For fixed cells, the images were acquired in a sequential mode. As a first sequence, Alexa Fluor 594–conjugated vimentin and Atto 647N–conjugated tubulin were excited at 600 nm (WLL, 7% laser power) and 647 nm (WLL, 7%), respectively, and both depleted with 20% of a 775-nm STED laser. In a photon counting mode, HyD-S and HyD-X were used to detect fluorescence emission from 595 to 630 nm for Alexa Fluor 594 and from 660 to 710 nm for Atto 647N, respectively. In a second step, Alexa Fluor 488–conjugated phalloidin was excited at 488 nm (WLL, 5% laser power) and depleted with 40% of a high-energy 592-nm STED depletion laser. In a photon counting mode, a HyD-S was used to detect fluorescence emission from 500 to 540 nm. Acquisitions were performed through a 1,024 × 1,024 image format, a scan speed at 100 Hz, and a 100x objective, in a sequential stack-by-stack scan mode with a two-line accumulation, and a maximum intensity projection was obtained. 30% STED-3D (Z) was performed to improve the axial resolution, and resulting images were visualized thanks to 3D viewer software (Leica Microsystems).

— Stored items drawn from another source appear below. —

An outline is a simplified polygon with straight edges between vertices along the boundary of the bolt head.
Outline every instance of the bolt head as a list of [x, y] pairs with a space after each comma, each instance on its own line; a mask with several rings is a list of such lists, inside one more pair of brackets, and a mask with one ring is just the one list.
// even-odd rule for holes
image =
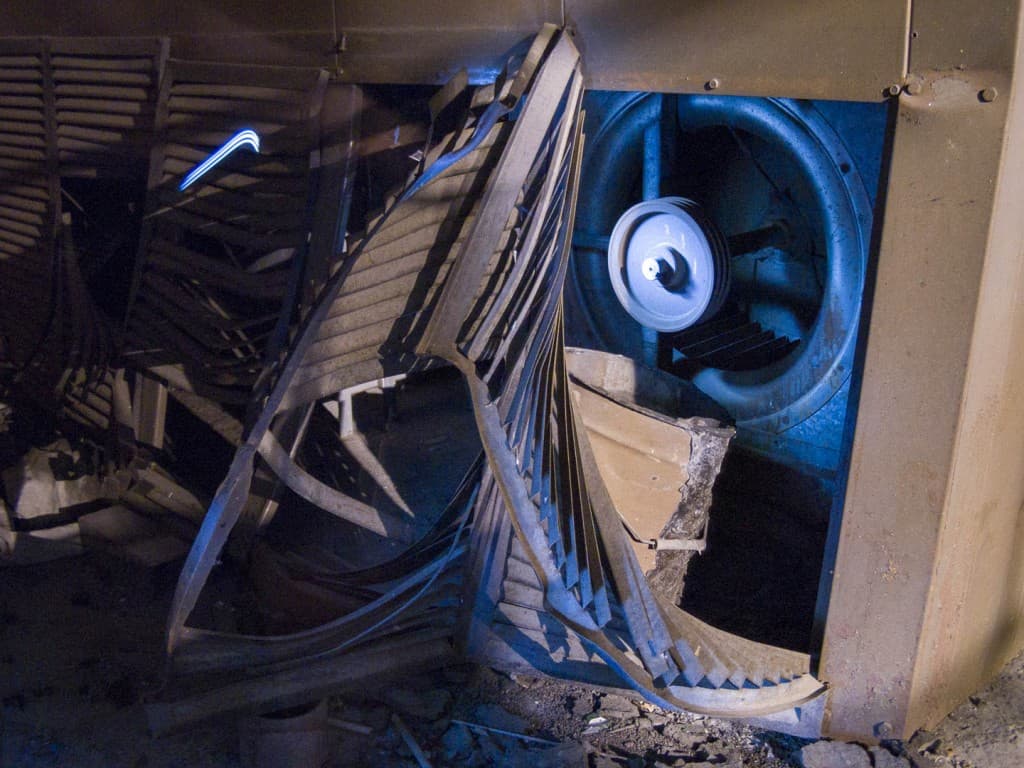
[[643, 276], [648, 280], [657, 280], [658, 275], [661, 274], [660, 260], [653, 256], [647, 257], [640, 265], [640, 272], [643, 273]]
[[893, 83], [892, 85], [885, 89], [885, 92], [890, 96], [899, 96], [902, 90], [903, 88], [900, 87], [899, 83]]
[[721, 81], [719, 81], [719, 79], [717, 77], [712, 77], [710, 80], [707, 81], [707, 83], [705, 84], [705, 87], [709, 91], [713, 91], [716, 88], [718, 88], [718, 86], [720, 86], [721, 84], [722, 84]]
[[996, 96], [998, 96], [998, 95], [999, 95], [999, 91], [997, 91], [995, 88], [992, 88], [990, 86], [990, 87], [985, 88], [984, 90], [982, 90], [981, 93], [978, 94], [978, 98], [981, 99], [982, 101], [984, 101], [985, 103], [988, 103], [990, 101], [995, 101], [996, 100]]
[[907, 83], [905, 90], [911, 96], [920, 96], [921, 91], [924, 90], [924, 86], [921, 84], [920, 80], [912, 80], [911, 82]]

For living cells, the STED images were acquired in a simultaneous mode. Fluorescence was collected through an 86x (NA = 1.2) objective. A conventional scanner (400 Hz, 1,024 × 1,024), Airy 1 pinhole, and a 775-nm depletion laser (2%) were used. STED imaging of mono-labeled H28 cells (e.g., Nile Red, LBL-Dye M715, or MTR) was performed with a single WLL line (600 or 690 nm, 1–6% AOTF) for dye excitation, and an activation of a HyD-X for fluorescence detection. For double-labeled living H28 cells, two excitation wavelengths and two HyD detectors were activated, for example, MTR (ex 590, 1% WLL laser power—HyD-S 605–630 nm) and SiR700-Act (ex 698, 6% WLL laser power—HyD-X 710–740 nm).

Image analysis

Tracking and fluorescence intensity were measured using “Manual Tracking” plugin of Fiji software (Schindelin et al, 2012); trajectories were drawn in Fire LUT; and 3D reconstructions were performed using the “3D viewer” plugin of Fiji software and LAS X (Leica Microsystems).

Statistical analysis

All values are expressed as a median (for asymmetric distribution) or means ± SEM. Statistical analysis was performed using GraphPad Prism 4 software (GraphPad Software Inc.) and a one-way ANOVA with a Tukey–Kramer multiple comparisons test.